El mullido y afelpado asiento vence mi voluntad. El sueño es demasiado poderoso y la repulsión,

demasiado débil por acción de la costumbre. Decido, entonces, reposar mi humanidad en la sucia

butaca y mirar. Observo con tanta intensidad y con tanta fijeza, que mi mirada se puebla de nubes

oscuras y amenazantes. Todo es oscuridad. Y la oscuridad revela mundos inéditos, áridos,

atemorizantes.

Sentada en el repugnante y decadente palco, contemplo la función más extraña. Una fuerza sin

precedentes me traslada y aún así permanezco en la más estática pose. La quietud se confunde con

la laboriosidad de mis alrededores. Así, percibo rítmicos golpes, terribles pasos de un monstruo

gigante cuyos pies de acero marchan quebrando la superficie de la tierra. Aquel andar es intimidante

y majestuoso, tan potente que mi cuerpo salta sobre el asiento a cada movimiento. Me desespera

escuchar el cercano golpe metálico y no saber cuán próxima se encuentra la criatura. ¿Me devorará?

Mi miedo se hace aún mayor al escuchar un nuevo sonido. Es aquel de una sierra de carnicero,

inconfundible, de aguda y brutal precisión, de mortal rapidez. Comienzo a traspirar, comienzo a

agitarme y a respirar con dificultad: el arma mortal se sitúa justo a mis espaldas.

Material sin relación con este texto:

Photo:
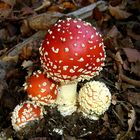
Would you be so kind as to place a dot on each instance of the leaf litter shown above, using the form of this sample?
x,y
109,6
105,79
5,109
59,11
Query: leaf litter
x,y
118,23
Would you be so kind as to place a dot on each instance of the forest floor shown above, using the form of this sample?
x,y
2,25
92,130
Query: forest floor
x,y
22,28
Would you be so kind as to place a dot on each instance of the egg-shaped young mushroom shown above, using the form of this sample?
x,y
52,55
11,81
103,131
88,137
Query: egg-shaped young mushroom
x,y
72,51
94,99
41,89
25,113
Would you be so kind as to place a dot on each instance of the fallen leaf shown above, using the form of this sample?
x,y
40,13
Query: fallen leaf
x,y
118,13
115,2
133,55
133,98
132,118
6,7
26,52
135,68
26,64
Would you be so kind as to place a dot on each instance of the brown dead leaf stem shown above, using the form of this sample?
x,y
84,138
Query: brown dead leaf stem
x,y
122,76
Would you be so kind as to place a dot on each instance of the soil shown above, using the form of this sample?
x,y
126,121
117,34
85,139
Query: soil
x,y
119,24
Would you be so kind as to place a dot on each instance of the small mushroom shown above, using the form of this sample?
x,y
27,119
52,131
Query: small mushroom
x,y
72,51
94,99
41,89
24,113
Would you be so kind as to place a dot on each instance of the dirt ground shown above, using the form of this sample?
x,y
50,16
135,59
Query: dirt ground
x,y
22,28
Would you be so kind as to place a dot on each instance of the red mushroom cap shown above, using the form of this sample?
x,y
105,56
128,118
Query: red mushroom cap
x,y
72,50
40,88
25,113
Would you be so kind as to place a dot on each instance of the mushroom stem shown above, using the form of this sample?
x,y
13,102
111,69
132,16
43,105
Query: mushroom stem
x,y
66,99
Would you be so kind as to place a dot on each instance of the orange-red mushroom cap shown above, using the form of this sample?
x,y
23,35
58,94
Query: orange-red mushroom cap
x,y
72,50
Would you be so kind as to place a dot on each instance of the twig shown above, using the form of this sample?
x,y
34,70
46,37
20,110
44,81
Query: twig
x,y
129,80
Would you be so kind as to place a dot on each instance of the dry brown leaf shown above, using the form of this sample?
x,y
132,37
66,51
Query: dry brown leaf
x,y
133,55
118,13
6,7
131,120
44,21
26,52
133,98
135,68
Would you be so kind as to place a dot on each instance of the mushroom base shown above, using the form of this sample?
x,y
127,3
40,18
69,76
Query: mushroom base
x,y
67,98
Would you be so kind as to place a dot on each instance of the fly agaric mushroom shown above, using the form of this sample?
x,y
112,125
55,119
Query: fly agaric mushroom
x,y
94,99
72,51
25,113
41,89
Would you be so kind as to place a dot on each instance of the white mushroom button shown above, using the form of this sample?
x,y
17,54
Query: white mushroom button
x,y
94,99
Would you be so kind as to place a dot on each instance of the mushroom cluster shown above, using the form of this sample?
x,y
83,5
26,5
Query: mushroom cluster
x,y
41,89
25,113
72,51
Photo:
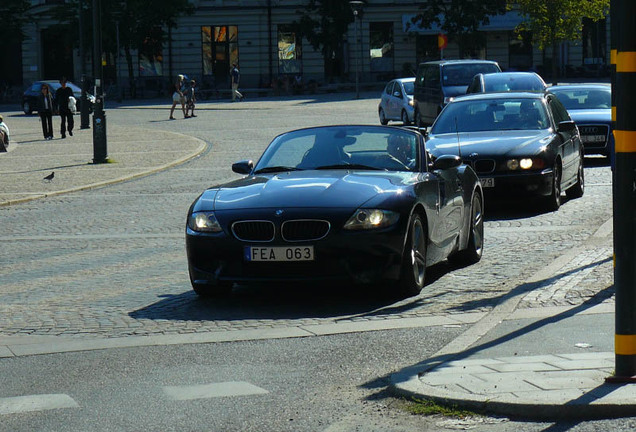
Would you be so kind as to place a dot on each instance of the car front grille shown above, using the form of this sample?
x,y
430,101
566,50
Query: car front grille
x,y
254,230
291,230
304,230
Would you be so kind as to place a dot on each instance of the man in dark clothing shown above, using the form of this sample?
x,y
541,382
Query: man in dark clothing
x,y
61,98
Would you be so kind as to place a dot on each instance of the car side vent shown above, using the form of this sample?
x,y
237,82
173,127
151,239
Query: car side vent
x,y
254,230
484,166
304,230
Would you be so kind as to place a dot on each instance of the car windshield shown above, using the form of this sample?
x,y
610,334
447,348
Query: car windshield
x,y
492,115
462,74
505,82
342,147
576,99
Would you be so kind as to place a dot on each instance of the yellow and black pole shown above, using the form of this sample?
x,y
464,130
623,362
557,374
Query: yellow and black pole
x,y
624,11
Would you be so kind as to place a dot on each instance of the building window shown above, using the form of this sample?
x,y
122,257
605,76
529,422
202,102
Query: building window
x,y
381,46
520,51
289,51
151,54
219,51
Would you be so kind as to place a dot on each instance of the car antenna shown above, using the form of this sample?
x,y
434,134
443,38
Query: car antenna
x,y
459,147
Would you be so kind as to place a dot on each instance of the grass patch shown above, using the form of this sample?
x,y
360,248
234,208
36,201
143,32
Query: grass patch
x,y
429,408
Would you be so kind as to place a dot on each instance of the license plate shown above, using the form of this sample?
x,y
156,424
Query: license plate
x,y
487,182
279,253
593,138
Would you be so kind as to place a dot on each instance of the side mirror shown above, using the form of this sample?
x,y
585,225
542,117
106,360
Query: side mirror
x,y
445,162
243,167
566,126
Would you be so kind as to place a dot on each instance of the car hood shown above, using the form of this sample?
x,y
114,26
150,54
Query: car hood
x,y
327,189
492,143
591,116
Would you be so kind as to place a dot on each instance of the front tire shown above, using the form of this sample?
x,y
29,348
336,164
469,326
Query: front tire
x,y
413,273
475,248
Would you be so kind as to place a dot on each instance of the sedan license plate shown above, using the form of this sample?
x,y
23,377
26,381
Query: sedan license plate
x,y
487,182
593,138
279,253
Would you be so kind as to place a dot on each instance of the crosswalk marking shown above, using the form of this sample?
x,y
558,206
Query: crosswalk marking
x,y
205,391
19,404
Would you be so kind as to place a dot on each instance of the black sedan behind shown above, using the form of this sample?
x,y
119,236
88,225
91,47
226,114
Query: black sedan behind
x,y
519,143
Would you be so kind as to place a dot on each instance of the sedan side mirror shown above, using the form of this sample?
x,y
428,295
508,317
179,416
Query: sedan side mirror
x,y
445,162
566,126
243,167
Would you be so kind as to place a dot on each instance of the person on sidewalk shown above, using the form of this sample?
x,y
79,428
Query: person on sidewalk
x,y
5,135
191,99
236,76
178,96
45,110
62,96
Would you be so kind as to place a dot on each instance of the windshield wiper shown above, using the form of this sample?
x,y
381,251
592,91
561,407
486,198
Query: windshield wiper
x,y
349,166
276,169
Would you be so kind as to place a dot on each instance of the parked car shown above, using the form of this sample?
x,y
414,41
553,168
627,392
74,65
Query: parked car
x,y
396,102
438,82
519,143
31,94
351,203
506,81
590,106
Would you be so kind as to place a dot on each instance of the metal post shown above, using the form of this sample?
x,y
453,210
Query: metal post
x,y
100,154
624,12
84,115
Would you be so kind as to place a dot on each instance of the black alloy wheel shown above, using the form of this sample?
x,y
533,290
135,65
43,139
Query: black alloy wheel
x,y
414,258
475,247
577,189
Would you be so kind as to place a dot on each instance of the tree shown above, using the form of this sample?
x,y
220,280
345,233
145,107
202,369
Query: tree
x,y
555,21
324,23
460,20
141,25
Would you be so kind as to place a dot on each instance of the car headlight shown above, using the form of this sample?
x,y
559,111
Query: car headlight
x,y
204,222
371,218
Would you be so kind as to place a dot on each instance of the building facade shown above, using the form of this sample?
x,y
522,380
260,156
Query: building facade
x,y
257,35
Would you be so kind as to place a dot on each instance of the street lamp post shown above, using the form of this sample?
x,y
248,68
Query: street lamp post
x,y
357,6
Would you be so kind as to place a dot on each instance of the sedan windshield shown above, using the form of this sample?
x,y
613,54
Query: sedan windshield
x,y
342,148
492,115
575,99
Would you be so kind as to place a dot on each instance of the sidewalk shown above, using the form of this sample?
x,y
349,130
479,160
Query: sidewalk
x,y
132,152
533,363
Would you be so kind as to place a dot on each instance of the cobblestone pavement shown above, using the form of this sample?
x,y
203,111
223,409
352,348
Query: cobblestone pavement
x,y
110,262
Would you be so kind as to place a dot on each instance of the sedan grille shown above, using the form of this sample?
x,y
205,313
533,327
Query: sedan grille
x,y
304,230
256,231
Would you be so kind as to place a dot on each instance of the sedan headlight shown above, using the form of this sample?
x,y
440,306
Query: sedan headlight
x,y
371,218
204,222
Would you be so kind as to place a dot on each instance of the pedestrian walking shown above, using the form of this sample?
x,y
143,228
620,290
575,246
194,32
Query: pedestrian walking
x,y
5,135
62,96
45,110
191,98
178,96
236,77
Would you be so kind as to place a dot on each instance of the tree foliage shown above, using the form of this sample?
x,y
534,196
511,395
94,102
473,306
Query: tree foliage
x,y
555,21
324,23
460,19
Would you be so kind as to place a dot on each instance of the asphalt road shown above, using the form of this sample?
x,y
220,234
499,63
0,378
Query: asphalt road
x,y
111,263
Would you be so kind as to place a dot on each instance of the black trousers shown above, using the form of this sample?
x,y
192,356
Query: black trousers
x,y
47,123
67,116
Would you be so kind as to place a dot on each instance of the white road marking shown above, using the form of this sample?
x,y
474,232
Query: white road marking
x,y
205,391
19,404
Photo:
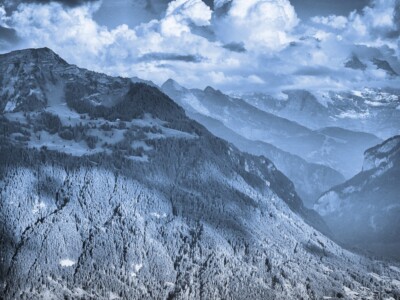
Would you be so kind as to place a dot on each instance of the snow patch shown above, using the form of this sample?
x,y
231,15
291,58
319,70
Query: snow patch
x,y
328,203
158,216
67,262
193,102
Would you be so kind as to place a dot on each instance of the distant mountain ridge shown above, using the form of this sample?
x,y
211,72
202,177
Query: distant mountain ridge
x,y
364,211
254,123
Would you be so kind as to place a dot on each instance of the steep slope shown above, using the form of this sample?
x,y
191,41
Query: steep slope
x,y
310,180
109,191
364,211
259,125
374,111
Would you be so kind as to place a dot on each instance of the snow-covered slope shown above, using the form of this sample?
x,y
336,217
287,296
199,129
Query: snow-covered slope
x,y
310,180
374,111
364,211
259,125
152,206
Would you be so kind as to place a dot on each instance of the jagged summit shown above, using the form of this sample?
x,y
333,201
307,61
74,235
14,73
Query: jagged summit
x,y
385,66
355,63
171,84
34,55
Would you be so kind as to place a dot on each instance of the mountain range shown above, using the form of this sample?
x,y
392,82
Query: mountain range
x,y
109,190
364,211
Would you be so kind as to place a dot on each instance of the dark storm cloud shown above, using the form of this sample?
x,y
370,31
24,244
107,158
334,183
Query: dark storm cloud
x,y
171,57
235,47
309,8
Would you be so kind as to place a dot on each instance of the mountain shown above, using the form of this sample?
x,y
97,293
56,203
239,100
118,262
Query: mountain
x,y
374,111
254,123
364,211
310,180
108,190
385,66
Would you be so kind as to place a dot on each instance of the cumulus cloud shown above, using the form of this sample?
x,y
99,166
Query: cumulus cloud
x,y
252,44
262,25
338,22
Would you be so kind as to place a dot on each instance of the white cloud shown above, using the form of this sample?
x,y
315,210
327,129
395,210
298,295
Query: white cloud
x,y
181,14
263,25
338,22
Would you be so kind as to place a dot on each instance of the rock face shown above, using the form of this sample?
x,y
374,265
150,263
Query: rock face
x,y
108,190
373,111
252,121
364,211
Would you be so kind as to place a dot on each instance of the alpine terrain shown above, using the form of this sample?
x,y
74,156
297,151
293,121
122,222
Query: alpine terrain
x,y
108,190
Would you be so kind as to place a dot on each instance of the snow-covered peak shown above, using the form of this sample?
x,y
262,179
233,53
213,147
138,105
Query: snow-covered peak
x,y
382,155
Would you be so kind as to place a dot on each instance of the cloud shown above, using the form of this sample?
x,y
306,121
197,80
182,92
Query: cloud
x,y
235,47
262,25
241,45
170,57
338,22
181,14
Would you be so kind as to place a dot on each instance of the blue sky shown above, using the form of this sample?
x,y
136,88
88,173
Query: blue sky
x,y
234,45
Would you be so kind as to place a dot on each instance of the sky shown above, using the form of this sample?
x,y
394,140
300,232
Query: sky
x,y
233,45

Me susurra al oído

su deseo de carne.
De pronto, mi asiento empieza a mecerse de una manera incontrolable. Mi cuerpo, inútil, sólo puede

dejarse llevar por la inercia. Aprieto mis ojos, pido perdón por no haber creído en ningún Dios e

intento recordar alguna oración.

Los sonidos metálicos y melódicos, la impenetrable oscuridad, el vértigo. Finalmente, un grito. Un

grito desgarrador, alienígena, seco, ahogado, femenino. Mi piel se eriza, una mano pesada y firme

me toma del brazo, me sacude. Es la criatura, es el final…

Mientras mi acompañante me obliga a abrir los ojos y a levantarme del asqueroso asiento, sonrío.

No puedo evitar pensar en lo extraordinarios que son los sonidos del subte.